Kamel Jendoubi abonde. « Ce sont des États et des responsables qui se moquent de leurs engagements et d’un minimum de règles internationales. Cela est révélateur de leur mentalité. Ils réfuteront sans doute ce qu’ils appelleront des allégations, estime-t-il. Mais les Nations unies doivent en tirer les conséquences. »
Interrogé par notre partenaire The Guardian, le porte-parole du bureau du secrétaire général de l’ONU, Farhan Aziz Haq, a déclaré : « Les rapporteurs sont des experts indépendants, je laisse donc à M. Jendoubi le soin de commenter plus spécifiquement sa propre situation. Plus généralement, en ce qui concerne Pegasus, l’ONU a pris contact avec les parties concernées pour s’assurer que nos communications sont protégées », ajoute-t-il. Tout en précisant que l’institution internationale suivait de près toutes les informations relatives à de potentiels piratages.
« Nous n’avons malheureusement pas été surpris par les révélations continues sur l’utilisation généralisée du logiciel espion commercialisé par le groupe NSO, qui touche des milliers de personnes dans des dizaines de pays sur au moins quatre continents », réagit le porte-parole du Conseil des droits de l’homme de l’ONU. S’il dit ne pas être en position de commenter le travail du « Projet Pegasus » sur le cas spécifique de Kamel Jendoubi, il estime : « Il est temps de faire une pause. Jusqu’à ce que le respect des normes relatives aux droits de l’homme puisse être garanti, les gouvernements devraient mettre en place un moratoire sur la vente et le transfert des technologies de surveillance. »
NSO joue sur les mots
La réaction de la société NSO à ces nouvelles révélations est, elle, plus qu’ambiguë : « Sur la base des détails que vous nous avez fournis, nous pouvons confirmer que Kamel Jendoubi n’a pas été visé par l’un de nos clients actuels », a répondu, vendredi 17 décembre, un porte-parole de la société israélienne.

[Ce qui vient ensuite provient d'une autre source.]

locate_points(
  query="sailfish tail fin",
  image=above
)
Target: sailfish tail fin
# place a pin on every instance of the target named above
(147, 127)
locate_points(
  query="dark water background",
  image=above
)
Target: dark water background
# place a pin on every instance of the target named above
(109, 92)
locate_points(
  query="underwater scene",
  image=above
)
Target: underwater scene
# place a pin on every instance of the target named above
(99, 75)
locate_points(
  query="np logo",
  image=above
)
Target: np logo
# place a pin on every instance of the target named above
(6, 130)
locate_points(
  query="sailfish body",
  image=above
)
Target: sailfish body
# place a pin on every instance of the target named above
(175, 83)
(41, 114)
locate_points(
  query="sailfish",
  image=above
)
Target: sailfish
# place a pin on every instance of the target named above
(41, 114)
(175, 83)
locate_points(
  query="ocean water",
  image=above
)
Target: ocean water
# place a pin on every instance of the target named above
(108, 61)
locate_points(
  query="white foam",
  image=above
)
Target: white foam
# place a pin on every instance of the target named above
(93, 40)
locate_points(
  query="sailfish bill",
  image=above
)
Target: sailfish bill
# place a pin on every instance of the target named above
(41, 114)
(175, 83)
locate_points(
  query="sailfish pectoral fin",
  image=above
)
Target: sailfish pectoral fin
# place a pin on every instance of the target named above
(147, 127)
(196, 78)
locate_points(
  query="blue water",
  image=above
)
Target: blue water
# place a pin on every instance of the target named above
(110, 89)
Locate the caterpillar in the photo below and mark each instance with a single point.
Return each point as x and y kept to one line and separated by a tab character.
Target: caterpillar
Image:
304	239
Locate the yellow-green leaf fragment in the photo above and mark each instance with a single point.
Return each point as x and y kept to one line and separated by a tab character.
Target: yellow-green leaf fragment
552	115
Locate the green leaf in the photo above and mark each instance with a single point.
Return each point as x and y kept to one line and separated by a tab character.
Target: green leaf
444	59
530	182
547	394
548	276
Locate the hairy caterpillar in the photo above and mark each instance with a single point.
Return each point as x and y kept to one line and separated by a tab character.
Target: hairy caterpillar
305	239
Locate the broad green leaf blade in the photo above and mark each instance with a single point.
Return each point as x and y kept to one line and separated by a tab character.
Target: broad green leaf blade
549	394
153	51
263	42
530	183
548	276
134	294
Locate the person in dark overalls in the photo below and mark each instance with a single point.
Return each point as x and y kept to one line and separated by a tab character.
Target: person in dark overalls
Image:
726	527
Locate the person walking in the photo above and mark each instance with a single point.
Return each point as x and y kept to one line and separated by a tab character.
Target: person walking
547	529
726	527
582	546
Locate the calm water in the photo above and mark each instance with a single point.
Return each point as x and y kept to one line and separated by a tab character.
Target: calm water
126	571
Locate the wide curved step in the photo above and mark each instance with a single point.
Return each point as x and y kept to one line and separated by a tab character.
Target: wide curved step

L’usage des termes « clients actuels » n’est pas fortuit. Selon les informations du « Projet Pegasus », l’Arabie saoudite n’est plus, en cette fin d’année 2021, un utilisateur du logiciel. Formellement, NSO ne nie donc pas que Kamel Jendoubi ait pu être ciblé par l’un de ses « anciens clients »… Et ce d’autant que NSO avait déjà, par le passé, suspendu l’accès de l’Arabie saoudite à son logiciel espion après l’assassinat à Istanbul du journaliste Jamal Khashoggi, en 2018, par une équipe de tueurs envoyés par Riyad. L’accès de l’Arabie saoudite avait ensuite été rétabli par NSO sur demande du gouvernement israélien, alors en plein rapprochement diplomatique avec les pays du Golfe.
« Si seulement cette technologie et cette énergie extraordinaires pouvaient être utilisées au profit du peuple yéménite, au lieu que cela soit l’inverse. Les appels à engager la responsabilité des auteurs de crimes commis au Yémen ne feront qu’augmenter à la suite de ces révélations », espère l’ancienne ministre australienne Melissa Park, membre du désormais feu groupe d’experts de l’ONU pour le Yémen. Sollicitées, les autorités saoudiennes n’ont pas répondu à nos demandes.